Cleaning Out Beijing: Anti-Corruption Campaign Nabs 80 Officials in Four Months
In the first four months of this year, anti-corruption authorities in China’s capital have investigated 80 officials for violation of Communist Party discipline. Three-quarters have been prosecuted.
On May 10, the Beijing Commission for Discipline Inspection reported by way of its official China Supervision for Law and Order Newspaper that it is hiring special “contract inspectors” to carry out both public and secret investigations of Beijing’s officialdom.
The officials were implicated for the usual charge of “violating Party discipline,” i.e. accepting bribes, soliciting prostitutes, and the like.

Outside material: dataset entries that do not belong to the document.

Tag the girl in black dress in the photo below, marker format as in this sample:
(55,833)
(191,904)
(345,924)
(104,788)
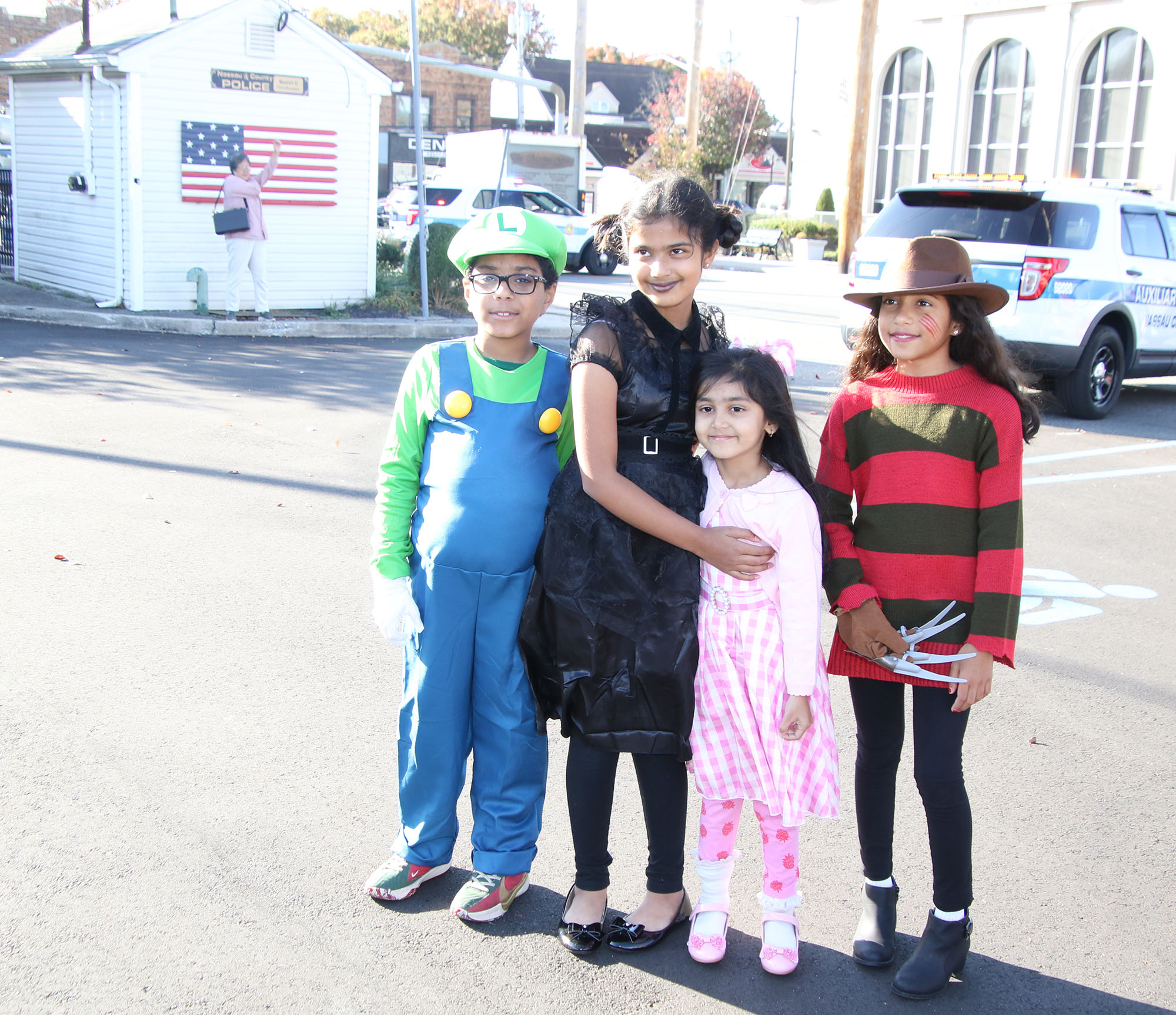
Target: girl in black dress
(610,634)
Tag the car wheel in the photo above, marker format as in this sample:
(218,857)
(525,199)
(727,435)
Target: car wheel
(596,262)
(1093,389)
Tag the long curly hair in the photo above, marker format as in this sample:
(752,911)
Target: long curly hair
(977,346)
(671,196)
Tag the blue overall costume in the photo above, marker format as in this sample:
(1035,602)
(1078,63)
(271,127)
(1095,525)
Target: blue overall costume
(484,485)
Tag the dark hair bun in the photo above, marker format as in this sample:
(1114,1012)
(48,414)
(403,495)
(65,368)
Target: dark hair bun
(611,236)
(731,226)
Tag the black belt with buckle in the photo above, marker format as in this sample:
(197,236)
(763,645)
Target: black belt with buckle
(656,444)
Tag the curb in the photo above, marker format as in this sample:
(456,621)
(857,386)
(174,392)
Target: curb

Wang Haisheng, director for China Telecom’s Beijing office, came under the hammer of Party discipline when he used public funds to hire masseuses and on at least one occasion see a prostitute, Chinese media Sina reported on May 7. The state-run firm director was stripped of his positions and Communist Party membership.
The same day, Chinese magazine Caixin reported that Qiao Rui, deputy director of finance office for the standing committee of the Beijing’s People’s Congress and former deputy director of Hua Xia Bank and former President of Beijing Rural Commercial Bank, was taken away by discipline inspection officers last month.
Qiao underwent “shuanggui,” a shady extralegal tool commonly used by the disciplinary agency to investigate and interrogate Party officials. The Chinese term, meaning “double designation,” describes a process whereby the official being investigated is held by the authorities at a certain time and place, for an indefinite period. In some cases, those subjected to shuanggui have been tortured and even murdered to extract information and confessions.
Hua Xia Bank, founded in 1992, is a publicly traded bank in the People’s Republic of China. It is based in Beijing. As of 2011, Germany’s Deutsche Bank held a fifth of the bank’s shares.